Chihiro continua a caminhar até que um garoto desconhecido
surge e lhe adverte que é preciso sair dali, pois a noite se avizinha. “É que
aqui, essas horas são cheias de assombrações. Se o senhor visse a multidão de
almas que andam soltas pelas ruas... Assim que escurece, começam a sair” (Rulfo,
2023, p. 84), previne a irmã de Donis, uma das aparições com que Juan Preciado
trava contato.
É para encontrar seu pai, Pedro Páramo, que o personagem do
romance de Juan Rulfo vai a Comala a pedido da mãe já falecida. “Não peça nada
a ele. Exige o que é nosso. O que ele tinha de ter me dado e não me deu nunca…”

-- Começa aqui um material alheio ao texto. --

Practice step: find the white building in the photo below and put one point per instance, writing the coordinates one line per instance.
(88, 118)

(p. 25). Completamente desfigurada em relação às lembranças da mãe, a Comala
que Juan encontra é a das “casas vazias; as portas cambaias, invadidas pela
erva” (p. 30), sem nenhuma criança a brincar na rua no horário em que se espera
ver crianças brincando na rua.
Chihiro, ao correr de volta aos seus pais, encontra-os
transformados em porcos que se empanturram de comida, num acesso grotesco de
gula. Num caso como no outro, seria a morte o esvaziamento do que é familiar,
aquele estranhamento fundamental, a vida ao avesso?

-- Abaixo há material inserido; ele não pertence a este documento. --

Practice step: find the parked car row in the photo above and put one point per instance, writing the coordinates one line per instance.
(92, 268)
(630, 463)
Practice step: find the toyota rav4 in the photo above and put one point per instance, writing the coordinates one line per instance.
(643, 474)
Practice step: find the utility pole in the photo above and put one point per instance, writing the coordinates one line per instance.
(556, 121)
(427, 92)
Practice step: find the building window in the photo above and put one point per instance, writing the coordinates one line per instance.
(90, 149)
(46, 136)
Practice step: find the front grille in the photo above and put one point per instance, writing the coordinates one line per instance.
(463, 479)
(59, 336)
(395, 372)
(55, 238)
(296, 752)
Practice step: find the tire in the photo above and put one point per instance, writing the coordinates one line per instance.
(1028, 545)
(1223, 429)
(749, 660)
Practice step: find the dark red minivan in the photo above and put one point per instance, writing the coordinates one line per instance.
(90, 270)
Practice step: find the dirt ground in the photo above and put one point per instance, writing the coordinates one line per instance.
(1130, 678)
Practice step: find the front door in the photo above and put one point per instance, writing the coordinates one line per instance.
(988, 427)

Mas a personagem de Miyazaki, subitamente imersa em uma nova
realidade, logo se vê obrigada a trabalhar para se integrar à nova ordem de
seres sobrenaturais que a cercam e reencontrar seus pais. É preciso assimilar
aquele mundo novo antes de retornar. A morte é algo que se conquista, que se
supera a duras penas.
Juan Preciado, diante das aparições cada vez mais
inexplicáveis de pessoas mortas, antigos (mas também atuais) habitantes da
cidade natal de sua mãe, dilui a dúvida e o espanto na neblina da própria
confusão. Frequentemente cede ao sono e ao cansaço, até que fenece por si
próprio. “Eu achava que aquela mulher estava louca. Depois não achei mais nada.

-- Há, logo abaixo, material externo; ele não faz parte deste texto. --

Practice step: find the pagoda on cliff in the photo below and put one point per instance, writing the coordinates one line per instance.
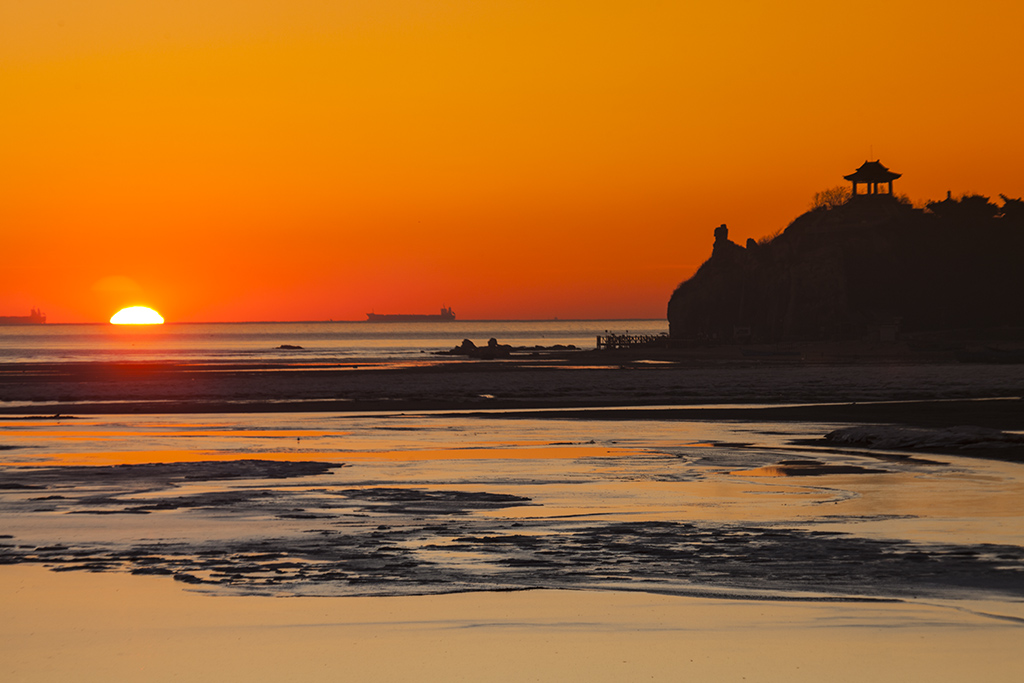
(872, 174)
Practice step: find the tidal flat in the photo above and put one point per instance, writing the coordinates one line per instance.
(597, 544)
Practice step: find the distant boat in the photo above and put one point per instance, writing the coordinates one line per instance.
(37, 317)
(446, 315)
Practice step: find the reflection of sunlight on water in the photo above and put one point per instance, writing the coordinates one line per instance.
(570, 469)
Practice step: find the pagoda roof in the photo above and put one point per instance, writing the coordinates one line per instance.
(872, 171)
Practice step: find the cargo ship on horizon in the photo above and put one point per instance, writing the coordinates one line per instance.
(36, 317)
(446, 315)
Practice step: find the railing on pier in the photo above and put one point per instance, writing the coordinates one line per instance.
(613, 341)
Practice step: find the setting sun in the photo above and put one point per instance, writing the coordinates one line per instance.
(137, 315)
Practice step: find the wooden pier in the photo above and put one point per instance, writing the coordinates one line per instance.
(612, 341)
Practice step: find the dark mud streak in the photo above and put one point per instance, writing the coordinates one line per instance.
(419, 541)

Eu me senti num mundo distante e deixei-me arrastar. Meu corpo, que parecia
afrouxar-se, dobrava-se diante de tudo, havia soltado suas amarras e qualquer um
podia brincar com ele como se fosse de trapo” (p. 35). A morte é algo a que nos
rendemos, descanso.
No novo mundo em que Chihiro se encontra, é preciso aprender
um ofício, estar em movimento. Tudo é estimulante, há dinamismo em cada plano,
das pequenas (os diminutos seres que ajudam a manter a casa de banhos
funcionando) às grandes coisas (um trem corta a imobilidade do mar à
distância). Os outros: guias. A morte: passagem.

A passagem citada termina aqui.